Jeniffer Elaina da Silva, especialista em seguros, lembra que os carros usados estão andando pelas ruas e ficando mais valorizados, porém, muitos dos proprietários acham que, por não serem novos, não chamam a atenção e estão isentos de roubo ou outro tipo de problema. “A verdade é que qualquer veículo pode sofrer um sinistro, e o seguro auto será de grande valia caso isso aconteça. Existem diferentes modalidades de seguro que podem ser contratadas, por isso é preciso escolher aquela que melhor atenda às necessidades do motorista”, aconselha.
Regulamentação
Assuntos que vêm há anos causando polêmica, ao serem debatidos, são o uso de peças de reposição recondicionadas e a flexibilização dos produtos oferecidos pelas empresas seguradoras, para adequar às necessidades mais urgentes e ao orçamento do comprador. Se por um lado, as práticas tendem a reduzir o valor do seguro, por outro, a cobertura fica mais restrita e é preciso cuidados para saber se a peça é mesmo de confiança. Em agosto último, a Superintendência de Seguros Privados (Susep) regulamentou o uso de peças usadas.

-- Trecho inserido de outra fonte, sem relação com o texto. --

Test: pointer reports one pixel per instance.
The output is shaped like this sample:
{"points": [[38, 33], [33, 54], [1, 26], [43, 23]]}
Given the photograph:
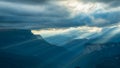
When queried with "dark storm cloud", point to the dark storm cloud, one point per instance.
{"points": [[29, 16], [111, 3], [27, 1]]}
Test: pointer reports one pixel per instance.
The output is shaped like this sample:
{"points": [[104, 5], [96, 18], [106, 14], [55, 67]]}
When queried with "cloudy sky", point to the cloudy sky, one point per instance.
{"points": [[55, 18]]}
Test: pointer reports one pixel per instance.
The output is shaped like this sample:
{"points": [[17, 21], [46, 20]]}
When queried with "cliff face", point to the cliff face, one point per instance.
{"points": [[12, 36]]}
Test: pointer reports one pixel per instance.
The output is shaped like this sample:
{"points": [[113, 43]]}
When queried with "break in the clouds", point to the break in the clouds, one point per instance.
{"points": [[42, 14]]}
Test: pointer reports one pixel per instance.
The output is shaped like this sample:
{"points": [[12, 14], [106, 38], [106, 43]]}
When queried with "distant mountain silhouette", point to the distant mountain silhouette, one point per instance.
{"points": [[21, 49], [92, 54]]}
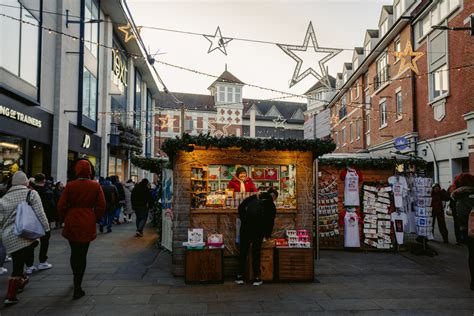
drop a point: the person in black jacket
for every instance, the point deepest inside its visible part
(111, 201)
(257, 216)
(142, 201)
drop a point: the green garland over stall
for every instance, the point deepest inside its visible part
(373, 163)
(317, 146)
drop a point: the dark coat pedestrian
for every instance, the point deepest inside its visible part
(438, 196)
(464, 197)
(257, 216)
(82, 204)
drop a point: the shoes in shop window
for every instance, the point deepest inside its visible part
(257, 282)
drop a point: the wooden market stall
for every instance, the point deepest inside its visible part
(375, 172)
(202, 169)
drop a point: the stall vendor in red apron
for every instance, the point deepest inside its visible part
(241, 182)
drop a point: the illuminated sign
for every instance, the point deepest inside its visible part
(19, 116)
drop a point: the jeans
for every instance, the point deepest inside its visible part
(142, 216)
(107, 219)
(20, 258)
(44, 246)
(470, 245)
(3, 254)
(248, 237)
(78, 261)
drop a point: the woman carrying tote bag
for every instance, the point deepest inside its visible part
(20, 248)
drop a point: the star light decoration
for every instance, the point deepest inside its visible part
(279, 122)
(217, 41)
(297, 76)
(408, 52)
(127, 30)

Na Circular nº 639/2021, a Susep detalha que, “no caso de utilização de peças usadas, deverão constar da relação informações sobre a procedência, condições e garantia das peças”. Luiz Mário Rutowitsch aprova a iniciativa. Ele entende que a flexibilização ou a criação de produtos adequados a cada perfil vai facilitar a contratação do seguro. “Quanto às peças recondicionadas, é importante destacar que não significa que a peça esteja ruim ou que vai prejudicar aquele veículo, porque a ideia é que haja um registro de todas elas”, contou.

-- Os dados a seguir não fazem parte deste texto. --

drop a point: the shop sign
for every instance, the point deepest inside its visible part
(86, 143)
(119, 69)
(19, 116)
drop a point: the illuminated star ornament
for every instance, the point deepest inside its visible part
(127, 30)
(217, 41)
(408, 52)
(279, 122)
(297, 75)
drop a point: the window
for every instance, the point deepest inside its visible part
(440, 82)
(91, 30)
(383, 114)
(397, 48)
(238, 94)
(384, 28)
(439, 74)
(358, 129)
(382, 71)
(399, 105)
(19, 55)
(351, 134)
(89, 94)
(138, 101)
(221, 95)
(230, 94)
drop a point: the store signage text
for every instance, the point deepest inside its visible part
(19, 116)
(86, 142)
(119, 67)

Tanto Rutowitsch quanto Sérgio Ricardo de Magalhães Souza citam exemplos semelhantes: de um carro que, eventualmente, bateu de frente e teve perda total para a seguradora. “Não é qualquer peça. E nada vai ser feito sem que o consumidor autorize. Se o sinistro foi na dianteira de um carro zero-quilômetro, muitas vezes, a suspensão traseira, as peças de freio, entre outras, estão intactas. Se o cliente consentir, será usada uma peça recondicionada com garantia, que será vendida a um preço menor”, explica Souza.